Kévin Jean, a postdoctoral fellow at the Institut national de la santé et de la recherche médicale (INSERM), presented data from the ANRS-12126 study in Orange Farm, South Africa, which illustrated that male circumcision not only protected men from acquiring HIV, but was also beneficial to their female partners. While VMMC is known to protect against some sexually transmitted infections in both men and women, including herpes simplex virus-2 and human papilloma virus, as well as both genital ulcer disease and genital cancers, protection against HIV in women is not as well characterized. Modelling studies suggest that reduced HIV incidence in men would result in reduced HIV exposure in women, but until now there was no direct evidence that VMMC had a protective effect in women. The Orange Farm study, however, showed that HIV incidence among women who only had sex with circumcised men was reduced by 17% in women aged 15-49 years, and 20% in women aged 15-29 years—a remarkable outcome in a context where HIV prevalence in women 15-45 years is around 32%.
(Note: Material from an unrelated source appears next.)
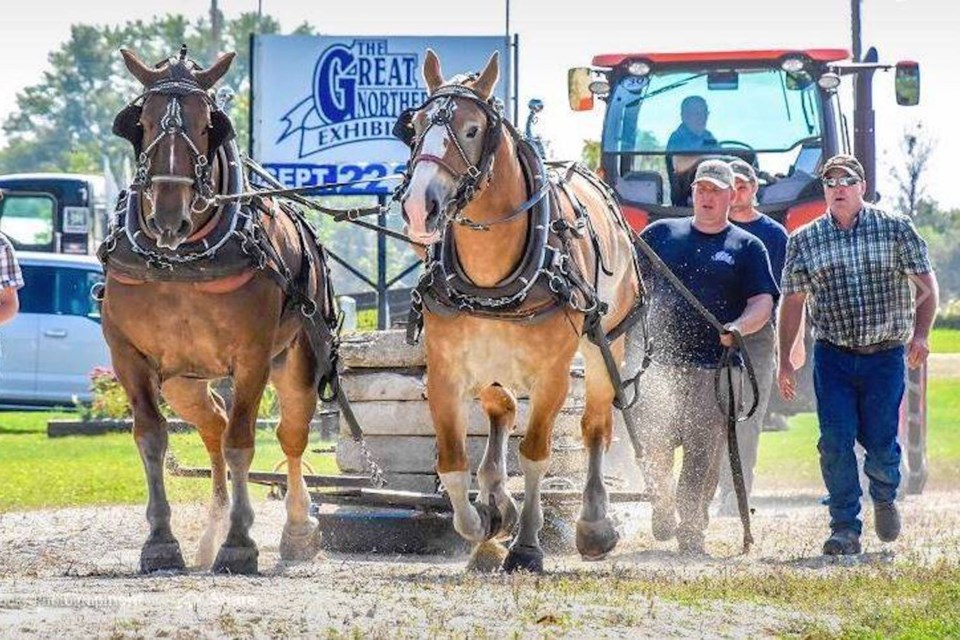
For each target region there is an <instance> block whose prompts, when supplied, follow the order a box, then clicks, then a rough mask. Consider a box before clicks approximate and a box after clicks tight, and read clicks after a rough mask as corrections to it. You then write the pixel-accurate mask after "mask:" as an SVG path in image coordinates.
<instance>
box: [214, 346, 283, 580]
mask: <svg viewBox="0 0 960 640" xmlns="http://www.w3.org/2000/svg"><path fill="white" fill-rule="evenodd" d="M269 371H270V368H269V364H268V362H267V361H266V360H264V362H263V363H262V366H259V367H257V366H248V367H238V373H236V374H235V375H234V379H233V388H234V400H233V411H232V412H231V415H230V420H229V422H228V423H227V433H226V438H225V441H224V446H223V456H224V458H225V459H226V461H227V466H228V467H229V468H230V483H231V489H232V493H233V503H232V505H231V508H230V529H229V530H228V531H227V537H226V539H225V540H224V542H223V545H221V547H220V551H219V552H218V553H217V558H216V560H215V561H214V563H213V571H214V573H241V574H252V573H256V572H257V557H258V555H259V552H258V551H257V545H256V543H255V542H254V541H253V539H252V538H251V537H250V527H251V526H252V525H253V506H252V505H251V504H250V494H249V492H248V489H247V476H248V474H249V472H250V464H251V463H252V462H253V452H254V438H255V429H256V421H257V407H258V406H259V404H260V398H261V397H262V396H263V389H264V387H265V386H266V384H267V377H268V374H269Z"/></svg>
In a related presentation, Jillian Pintye, an epidemiologist at the Washington State Department of Health Refugee Health Program, reported on new data from the Partners PrEP study, which involved heterosexual, mostly married, serodiscordant couples (in which one partner is HIV infected and the other isn’t) in Africa. This data showed male circumcision is also protective against syphilis. She reported that syphilis incidence in participants was a statistically significant 42% lower in circumcised men. When stratified by HIV infection status, the researchers found a significant risk reduction of 62% among HIV-infected men, and a similar non-significant trend among HIV-uninfected men. In women, there was a statistically significant 59% risk reduction of acquiring syphilis associated with having a circumcised male partner. In sub-group analyses, there was a 48% risk reduction associated with having a circumcised male partner among HIV-infected women, and a 75% risk reduction among HIV-uninfected women. These results confirm the additional preventive health benefits that are associated with VMMC.

Neil McKellar-Stewart is HIV Health Promotion Officer at ACON (AIDS Council of New South Wales) and an active member of the National Association of People with HIV Australia Treatment Officers Network. He is a community representative on the Australasian Society of HIV Medicine Sub-Committee for Guidance in HIV Management in Australia.